The finding that so many U.S. customers are paying inflated electricity rates “is an incredibly important insight,” Stock said. “What it says is, ‘Gosh, electricity prices should be lower.’ With lower prices, you can say, ‘Maybe heat pumps will be better and maybe EVs will be better, and maybe we really can do this electrify-everything deal.'”

In separate research, Borenstein and Ryan Kellogg, professor at the University of Chicago’s Harris School of Public Policy, found that government incentives—essentially, an approach like that adopted by Congress and the Biden administration—make a great deal of economic sense, given the current U.S. landscape of electricity prices. They found that clean technology incentives can spur emissions reductions in the sector (through retirement of coal plants, for example) just as quickly as a carbon tax would. And of the three big policy options they looked at (including a national clean electricity standard, originally part of the Biden plan, which they found also would be effective in cutting emissions), Kellogg and Borenstein found that electricity prices would be lowest under an incentives approach.

Under an incentives-driven climate policy, government spending is higher than it would be under carbon pricing or a clean electricity standard, the analysis showed. But the researchers said that spending needs to be considered in the context of the realities climate policymakers are facing, including the premium residents currently are paying on their electricity bills.

“That spending is offsetting, in some sense, the electricity ‘tax,’ the per-kilowatt-hour electricity tax that we’re all paying, that’s going to be really inefficient in a world where the grid is green,” Kellogg said.

In the climate law that Congress struggled with for more than a year, lawmakers did take steps to put a check on government spending, which some of them—particularly Democratic Sen. Joe Manchin of West Virginia—feared could stoke further inflation, at a time when it already was at a four-decade high.  The Inflation Reduction Act more than offsets its $370 billion in climate policy spending with an expected $764 billion in government savings and new revenue, including establishment of a 15 percent minimum tax for corporations.

The formula enabled Congress to overcome a 25-year stalemate over climate policy. “There is actually this happy coincidence for electricity grid decarbonization in the U.S. that subsidies are both economically efficient and attractive from a political perspective as well,” Kellogg said.

To be sure, few climate economists or advocates think that the Inflation Reduction Act is a magic bullet.
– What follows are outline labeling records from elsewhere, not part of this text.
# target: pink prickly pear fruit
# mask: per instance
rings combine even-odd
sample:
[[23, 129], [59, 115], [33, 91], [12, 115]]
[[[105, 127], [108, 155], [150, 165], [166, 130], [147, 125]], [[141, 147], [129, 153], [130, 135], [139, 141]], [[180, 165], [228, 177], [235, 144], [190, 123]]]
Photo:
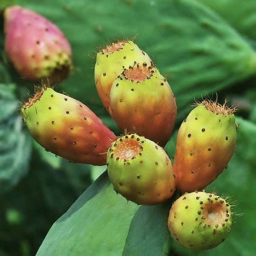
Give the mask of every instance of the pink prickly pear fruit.
[[164, 146], [177, 116], [175, 98], [155, 67], [138, 64], [125, 69], [110, 92], [110, 114], [123, 132], [136, 133]]
[[215, 193], [186, 193], [173, 203], [168, 228], [181, 245], [194, 251], [208, 250], [226, 239], [232, 215], [230, 204]]
[[124, 69], [137, 63], [152, 65], [148, 55], [131, 40], [113, 43], [99, 51], [95, 67], [95, 80], [99, 98], [109, 112], [112, 85]]
[[21, 109], [33, 138], [47, 151], [71, 162], [106, 164], [117, 137], [80, 101], [44, 87]]
[[235, 147], [235, 110], [204, 100], [183, 121], [173, 162], [177, 190], [201, 190], [227, 167]]
[[113, 142], [107, 165], [116, 192], [138, 205], [159, 204], [175, 191], [170, 159], [162, 147], [144, 136], [127, 134]]
[[4, 11], [5, 50], [23, 78], [54, 85], [72, 68], [72, 51], [57, 26], [38, 13], [17, 5]]

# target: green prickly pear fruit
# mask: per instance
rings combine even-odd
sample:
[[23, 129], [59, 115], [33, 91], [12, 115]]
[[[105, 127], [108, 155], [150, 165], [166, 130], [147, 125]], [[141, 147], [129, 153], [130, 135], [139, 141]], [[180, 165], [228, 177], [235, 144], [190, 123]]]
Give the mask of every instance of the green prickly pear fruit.
[[173, 161], [177, 191], [201, 190], [227, 167], [235, 147], [235, 110], [204, 100], [183, 121]]
[[72, 69], [69, 42], [45, 17], [18, 5], [4, 11], [5, 50], [20, 76], [55, 85]]
[[232, 215], [230, 204], [215, 193], [186, 193], [173, 203], [168, 228], [181, 245], [194, 251], [208, 250], [226, 240]]
[[109, 112], [112, 85], [124, 69], [137, 63], [152, 65], [148, 55], [131, 40], [113, 43], [98, 53], [95, 67], [96, 88], [104, 106]]
[[177, 116], [166, 79], [146, 63], [125, 69], [110, 92], [110, 114], [123, 133], [136, 133], [164, 146]]
[[117, 138], [87, 107], [51, 88], [41, 88], [21, 113], [38, 143], [73, 162], [106, 164], [108, 149]]
[[171, 197], [175, 190], [168, 156], [143, 136], [127, 134], [113, 142], [107, 165], [114, 190], [138, 205], [159, 204]]

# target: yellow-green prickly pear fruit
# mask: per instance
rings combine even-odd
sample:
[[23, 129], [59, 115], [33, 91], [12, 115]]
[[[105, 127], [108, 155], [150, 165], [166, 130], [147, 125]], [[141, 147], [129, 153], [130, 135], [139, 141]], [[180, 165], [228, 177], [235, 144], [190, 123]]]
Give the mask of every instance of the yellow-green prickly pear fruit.
[[186, 193], [172, 204], [168, 228], [181, 245], [194, 251], [208, 250], [226, 240], [232, 215], [230, 204], [215, 193]]
[[47, 151], [73, 162], [106, 164], [117, 137], [82, 103], [45, 87], [20, 110], [31, 135]]
[[99, 51], [95, 67], [95, 84], [99, 96], [107, 110], [110, 110], [110, 92], [112, 85], [124, 69], [137, 63], [152, 66], [148, 55], [132, 40], [113, 43]]
[[168, 156], [143, 136], [131, 134], [118, 138], [108, 151], [107, 165], [116, 193], [138, 205], [161, 203], [175, 190]]
[[201, 190], [227, 167], [236, 141], [234, 109], [212, 100], [198, 103], [182, 123], [173, 170], [182, 193]]
[[125, 69], [113, 83], [110, 97], [110, 114], [123, 133], [136, 133], [165, 146], [177, 107], [169, 84], [158, 69], [146, 63]]

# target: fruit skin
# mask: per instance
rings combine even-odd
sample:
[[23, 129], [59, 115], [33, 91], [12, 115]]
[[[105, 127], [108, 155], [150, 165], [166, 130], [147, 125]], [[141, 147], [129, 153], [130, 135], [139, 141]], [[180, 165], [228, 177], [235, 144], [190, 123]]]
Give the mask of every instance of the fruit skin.
[[23, 78], [55, 85], [72, 68], [72, 50], [54, 24], [31, 10], [18, 5], [4, 11], [5, 50]]
[[172, 204], [168, 228], [181, 245], [195, 251], [207, 250], [227, 238], [232, 215], [230, 205], [214, 193], [186, 193]]
[[20, 110], [31, 135], [47, 151], [73, 162], [106, 164], [117, 137], [80, 101], [44, 87]]
[[138, 205], [159, 204], [175, 191], [168, 156], [143, 136], [131, 134], [117, 139], [108, 151], [107, 165], [114, 190]]
[[173, 161], [178, 191], [201, 190], [227, 167], [236, 141], [233, 112], [225, 104], [204, 101], [182, 123]]
[[[144, 80], [127, 78], [147, 69]], [[133, 75], [131, 75], [133, 76]], [[167, 80], [156, 67], [138, 64], [125, 70], [110, 92], [110, 114], [123, 133], [136, 133], [164, 146], [170, 138], [177, 116], [175, 98]]]
[[138, 63], [152, 65], [148, 55], [132, 40], [112, 43], [97, 53], [95, 80], [97, 91], [104, 106], [110, 112], [110, 92], [112, 85], [124, 69]]

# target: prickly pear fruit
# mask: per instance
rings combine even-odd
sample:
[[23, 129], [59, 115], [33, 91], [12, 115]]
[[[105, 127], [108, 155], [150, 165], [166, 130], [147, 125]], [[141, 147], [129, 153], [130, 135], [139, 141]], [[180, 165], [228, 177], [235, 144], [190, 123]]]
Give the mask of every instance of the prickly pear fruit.
[[154, 205], [174, 192], [170, 159], [162, 147], [143, 136], [127, 134], [113, 142], [107, 165], [114, 189], [127, 200]]
[[4, 11], [5, 50], [19, 74], [33, 81], [54, 85], [72, 67], [70, 45], [56, 25], [17, 5]]
[[173, 162], [177, 190], [201, 190], [227, 166], [236, 141], [234, 111], [226, 102], [204, 100], [184, 120]]
[[185, 194], [172, 204], [168, 228], [180, 245], [195, 251], [211, 249], [227, 238], [231, 229], [230, 205], [214, 193]]
[[21, 109], [34, 138], [56, 155], [73, 162], [106, 164], [114, 134], [78, 100], [44, 87]]
[[110, 92], [113, 119], [123, 132], [136, 133], [164, 146], [177, 116], [175, 98], [166, 79], [146, 63], [124, 69]]
[[95, 67], [95, 84], [104, 106], [110, 112], [110, 92], [112, 85], [123, 69], [137, 63], [152, 65], [148, 55], [131, 40], [113, 43], [97, 54]]

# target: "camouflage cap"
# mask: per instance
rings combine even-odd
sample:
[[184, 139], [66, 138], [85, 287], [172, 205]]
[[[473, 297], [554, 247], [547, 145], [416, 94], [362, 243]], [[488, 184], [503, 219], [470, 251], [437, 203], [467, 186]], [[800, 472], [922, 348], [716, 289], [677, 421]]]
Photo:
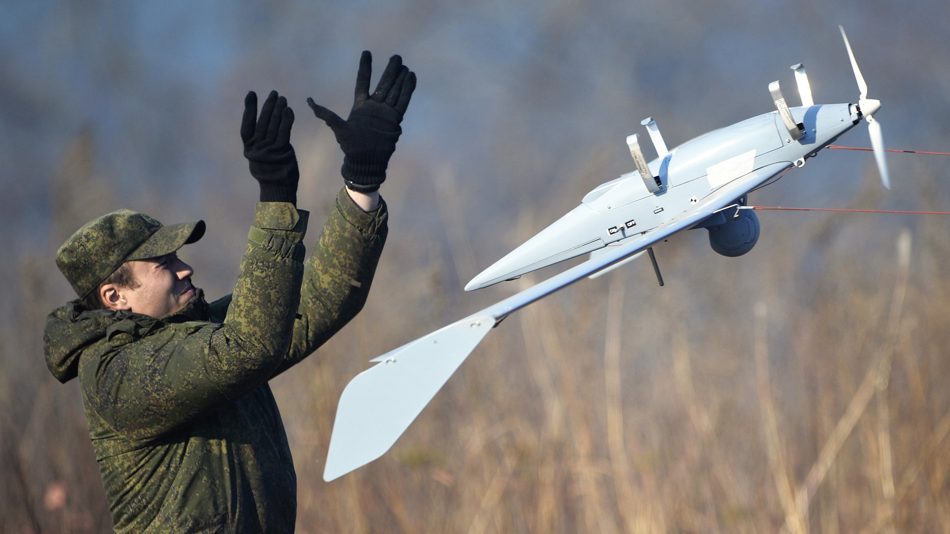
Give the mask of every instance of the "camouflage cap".
[[124, 262], [164, 256], [203, 235], [203, 220], [162, 226], [142, 213], [114, 211], [76, 230], [56, 251], [56, 266], [85, 298]]

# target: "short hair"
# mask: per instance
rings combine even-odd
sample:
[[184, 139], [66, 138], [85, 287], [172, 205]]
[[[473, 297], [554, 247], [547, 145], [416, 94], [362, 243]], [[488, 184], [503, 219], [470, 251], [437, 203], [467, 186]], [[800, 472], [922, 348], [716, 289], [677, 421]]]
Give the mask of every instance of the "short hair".
[[125, 261], [106, 277], [103, 283], [96, 286], [96, 289], [92, 290], [89, 295], [86, 295], [86, 298], [83, 298], [83, 305], [86, 306], [86, 310], [108, 310], [108, 306], [103, 302], [102, 295], [100, 295], [105, 284], [113, 284], [122, 289], [136, 289], [142, 285], [142, 282], [135, 277], [135, 273], [132, 272], [132, 266], [129, 265], [129, 262]]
Even optimistic projections show the U.S. will fall short of Biden’s goal of a 50 percent cut by 2030 under the legislation. Stock’s own research shows that complementary climate policies would work better in decarbonizing than any one policy on its own. He anticipates that regulation, a clean electricity standard or some other form of carbon pricing eventually will be needed to drive down emissions in areas of the country where renewable resources have not gained enough of a foothold against old coal plants.

“A carbon tax would really do the trick,” Stock said. “But I don’t even like to suggest it, because I’ll just sound like a stupid economist.”

He feels his profession has gotten a bad rap in discussions about how Congress arrived at the Inflation Reduction Act. “People think they’ve gone with tax credits and investment because it’s politically saleable, and we’ve moved beyond the economists and all that stuff,” he said. “My point is there’s a really, really strong economic reason to go that route. We need to make electricity less expensive.”